The source said although it was an introductory sitting, the prime minister used the occasion to candidly put across the message of how he expected the new cabinet to work.

He asked them to set priorities and targets within two weeks and said: “I will review your performance and I will not like you to fail.”

He particularly advised them to study the party’s manifesto and see “what are the commitments the PML-N has made to the people”. He asked them to reduce all non-development expenditures by at least 30 per cent. Talking about the challenges his government is facing at the moment, Mr Sharif said: “We need to put the economy back on track, eradicate poverty, eliminate intolerance and reduce loadshedding, inflation and, above all, isolation at the international level.”

The prime minister repeatedly warned his cabinet colleagues against what he called the culture of lethargy and personal whims and wishes. He said corruption and corrupt practices had severely affected the affairs of the state, adding that his government could meet the challenges if it remained corruption-free.
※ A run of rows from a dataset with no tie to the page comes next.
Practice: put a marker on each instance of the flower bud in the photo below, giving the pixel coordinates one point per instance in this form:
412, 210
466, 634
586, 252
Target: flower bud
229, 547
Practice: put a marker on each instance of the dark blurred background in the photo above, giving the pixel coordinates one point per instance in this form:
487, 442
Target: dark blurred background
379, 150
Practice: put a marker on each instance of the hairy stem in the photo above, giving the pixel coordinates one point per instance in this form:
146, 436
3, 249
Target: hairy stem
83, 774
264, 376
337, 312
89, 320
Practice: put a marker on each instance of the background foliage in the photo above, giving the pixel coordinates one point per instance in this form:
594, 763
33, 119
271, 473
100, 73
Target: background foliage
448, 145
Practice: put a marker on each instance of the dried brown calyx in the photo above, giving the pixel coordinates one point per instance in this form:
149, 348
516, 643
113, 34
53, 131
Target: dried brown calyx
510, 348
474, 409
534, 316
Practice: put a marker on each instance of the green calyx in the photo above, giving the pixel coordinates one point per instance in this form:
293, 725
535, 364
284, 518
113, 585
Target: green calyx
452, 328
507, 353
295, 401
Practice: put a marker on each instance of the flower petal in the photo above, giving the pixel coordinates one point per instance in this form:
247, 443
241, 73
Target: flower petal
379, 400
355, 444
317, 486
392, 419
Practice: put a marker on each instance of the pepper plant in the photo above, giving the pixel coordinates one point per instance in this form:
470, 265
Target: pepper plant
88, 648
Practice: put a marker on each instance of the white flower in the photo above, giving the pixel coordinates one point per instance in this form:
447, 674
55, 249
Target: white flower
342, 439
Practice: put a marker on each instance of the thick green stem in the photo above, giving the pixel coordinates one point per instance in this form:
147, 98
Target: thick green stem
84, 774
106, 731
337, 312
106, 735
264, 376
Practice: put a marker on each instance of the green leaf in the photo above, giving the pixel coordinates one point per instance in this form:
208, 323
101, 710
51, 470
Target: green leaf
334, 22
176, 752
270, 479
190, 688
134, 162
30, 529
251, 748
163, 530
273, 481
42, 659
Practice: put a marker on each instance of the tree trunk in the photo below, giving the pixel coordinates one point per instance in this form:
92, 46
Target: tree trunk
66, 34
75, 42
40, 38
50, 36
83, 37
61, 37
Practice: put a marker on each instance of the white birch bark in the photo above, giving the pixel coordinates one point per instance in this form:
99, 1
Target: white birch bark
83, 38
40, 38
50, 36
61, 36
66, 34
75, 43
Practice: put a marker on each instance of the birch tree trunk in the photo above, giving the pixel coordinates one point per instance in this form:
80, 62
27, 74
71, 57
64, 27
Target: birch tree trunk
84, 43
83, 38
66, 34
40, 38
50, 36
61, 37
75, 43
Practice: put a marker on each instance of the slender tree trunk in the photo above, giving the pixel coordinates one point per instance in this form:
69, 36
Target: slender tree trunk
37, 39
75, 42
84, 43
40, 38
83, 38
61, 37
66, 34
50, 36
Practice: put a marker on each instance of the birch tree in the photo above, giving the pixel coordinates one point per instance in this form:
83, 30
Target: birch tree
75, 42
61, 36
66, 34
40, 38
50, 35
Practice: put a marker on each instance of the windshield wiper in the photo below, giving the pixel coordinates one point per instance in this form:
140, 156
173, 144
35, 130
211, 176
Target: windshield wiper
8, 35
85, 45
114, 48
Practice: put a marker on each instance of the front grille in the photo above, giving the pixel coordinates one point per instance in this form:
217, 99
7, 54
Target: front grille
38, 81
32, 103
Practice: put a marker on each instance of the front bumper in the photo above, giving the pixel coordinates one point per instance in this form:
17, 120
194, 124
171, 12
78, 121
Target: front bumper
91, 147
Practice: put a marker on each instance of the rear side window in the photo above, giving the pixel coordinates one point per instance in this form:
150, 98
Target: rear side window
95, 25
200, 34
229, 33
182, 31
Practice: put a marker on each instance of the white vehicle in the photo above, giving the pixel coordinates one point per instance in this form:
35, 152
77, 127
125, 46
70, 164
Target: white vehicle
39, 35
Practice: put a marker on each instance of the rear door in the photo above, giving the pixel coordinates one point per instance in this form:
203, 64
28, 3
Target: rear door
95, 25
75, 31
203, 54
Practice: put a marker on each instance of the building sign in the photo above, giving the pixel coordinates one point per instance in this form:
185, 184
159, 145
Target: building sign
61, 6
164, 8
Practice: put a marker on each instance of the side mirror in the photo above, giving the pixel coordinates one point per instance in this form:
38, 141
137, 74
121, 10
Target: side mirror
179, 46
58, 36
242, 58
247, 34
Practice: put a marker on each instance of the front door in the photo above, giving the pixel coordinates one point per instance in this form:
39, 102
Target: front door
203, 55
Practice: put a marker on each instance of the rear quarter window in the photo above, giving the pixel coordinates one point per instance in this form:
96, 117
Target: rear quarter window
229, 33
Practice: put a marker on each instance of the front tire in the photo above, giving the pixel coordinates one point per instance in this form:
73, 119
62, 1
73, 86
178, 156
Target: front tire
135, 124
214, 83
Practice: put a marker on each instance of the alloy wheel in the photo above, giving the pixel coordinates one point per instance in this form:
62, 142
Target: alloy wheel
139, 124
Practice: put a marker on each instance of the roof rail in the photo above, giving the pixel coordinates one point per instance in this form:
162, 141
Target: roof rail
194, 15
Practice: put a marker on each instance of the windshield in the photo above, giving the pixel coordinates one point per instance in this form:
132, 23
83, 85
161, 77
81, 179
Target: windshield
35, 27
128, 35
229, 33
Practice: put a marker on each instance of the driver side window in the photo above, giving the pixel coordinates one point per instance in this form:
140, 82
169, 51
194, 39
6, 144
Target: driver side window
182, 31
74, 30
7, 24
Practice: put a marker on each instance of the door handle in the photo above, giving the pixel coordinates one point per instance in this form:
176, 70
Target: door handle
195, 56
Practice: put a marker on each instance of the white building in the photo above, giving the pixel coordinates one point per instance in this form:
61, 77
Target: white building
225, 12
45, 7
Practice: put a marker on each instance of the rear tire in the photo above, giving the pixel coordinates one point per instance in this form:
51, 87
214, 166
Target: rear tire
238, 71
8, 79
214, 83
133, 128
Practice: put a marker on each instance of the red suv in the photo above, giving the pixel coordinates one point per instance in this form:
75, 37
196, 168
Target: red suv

On the peaceful democratic transition, the prime minister said the people deserved best possible compliments because they had rejected all rumours about delays in elections and participated in the electoral process with great zeal. He underscored the importance of a government with undiluted mandate and said: “Governments with fractured mandate cannot solve any problem. Such governments have to compromise on principles and ideologies and the current state of affairs has no room for making such compromises. People have pinned high hopes on us, so we have to deliver accordingly.”

Mr Sharif also spoke on the massive circular debt and said it was the most immediate challenge which his government would like to address sooner rather than later. He said circular debt had reached the enormous level of Rs503 billion. “Even if we retire this debt there is no guarantee that this will not reappear unless we put in place a comprehensive plan to avert future problems,” he added.
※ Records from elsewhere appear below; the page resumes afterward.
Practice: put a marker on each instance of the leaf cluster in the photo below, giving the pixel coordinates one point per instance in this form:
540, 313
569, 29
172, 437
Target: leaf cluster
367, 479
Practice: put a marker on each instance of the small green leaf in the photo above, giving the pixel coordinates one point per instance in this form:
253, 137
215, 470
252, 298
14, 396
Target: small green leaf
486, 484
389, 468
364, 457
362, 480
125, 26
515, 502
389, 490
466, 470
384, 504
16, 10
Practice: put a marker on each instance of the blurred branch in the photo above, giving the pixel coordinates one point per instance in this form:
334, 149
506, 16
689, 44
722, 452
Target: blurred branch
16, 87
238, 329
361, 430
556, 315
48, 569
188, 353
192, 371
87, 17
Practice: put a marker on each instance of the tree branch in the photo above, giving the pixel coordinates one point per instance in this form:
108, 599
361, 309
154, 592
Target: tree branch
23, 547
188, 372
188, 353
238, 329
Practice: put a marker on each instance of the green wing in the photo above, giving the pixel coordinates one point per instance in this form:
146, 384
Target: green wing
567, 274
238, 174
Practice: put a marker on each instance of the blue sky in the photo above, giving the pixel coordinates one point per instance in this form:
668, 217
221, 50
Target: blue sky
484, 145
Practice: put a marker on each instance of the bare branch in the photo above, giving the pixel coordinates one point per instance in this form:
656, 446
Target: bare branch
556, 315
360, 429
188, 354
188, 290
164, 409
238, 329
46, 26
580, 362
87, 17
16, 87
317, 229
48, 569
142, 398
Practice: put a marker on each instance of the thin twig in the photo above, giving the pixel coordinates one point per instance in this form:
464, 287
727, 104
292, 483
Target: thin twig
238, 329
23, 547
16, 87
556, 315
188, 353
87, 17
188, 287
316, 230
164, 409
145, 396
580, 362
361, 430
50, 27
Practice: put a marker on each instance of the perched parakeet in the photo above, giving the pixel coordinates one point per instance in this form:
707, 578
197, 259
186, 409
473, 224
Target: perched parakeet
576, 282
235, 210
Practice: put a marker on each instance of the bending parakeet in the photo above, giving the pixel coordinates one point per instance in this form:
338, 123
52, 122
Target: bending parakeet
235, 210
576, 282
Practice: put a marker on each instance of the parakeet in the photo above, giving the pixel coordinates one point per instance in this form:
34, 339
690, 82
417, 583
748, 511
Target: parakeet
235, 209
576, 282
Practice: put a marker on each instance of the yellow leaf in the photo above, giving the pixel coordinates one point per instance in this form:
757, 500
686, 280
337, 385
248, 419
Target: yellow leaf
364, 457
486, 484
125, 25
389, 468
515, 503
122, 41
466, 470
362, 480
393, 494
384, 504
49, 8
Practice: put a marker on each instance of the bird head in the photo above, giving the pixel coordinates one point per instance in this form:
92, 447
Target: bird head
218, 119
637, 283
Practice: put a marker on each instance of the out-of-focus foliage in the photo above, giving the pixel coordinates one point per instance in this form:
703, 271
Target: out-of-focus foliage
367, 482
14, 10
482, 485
About loadshedding, the prime minister said his government would have to see whether it could set up new plants because thermal power was extremely expensive. At the same time, he said, the government would try to remove line losses and end pilferage. “We will punish all those responsible for this crisis which is causing great discomfort to the people.”

Since the victory of his party in the elections, Mr Sharif has been holding meetings to find a sustainable solution to the power crisis.

He said public sector entities such as PIA and Steel Mills had been haemorrhaging the national economy, adding that his government was exploring the possibility of privatisation and public-private partnerships under the stewardship of competent chief executive officers appointed on merit.

The prime minister didn’t say much about the issue of extremism, militancy and sectarianism. “All efforts will be made to rid the country of these ills.”

Similarly on the issue of drone attacks, he said the government had already taken notice of these and registered its strong protest at an appropriate level. “Drone attacks are a violation of national sovereignty and will never be tolerated.”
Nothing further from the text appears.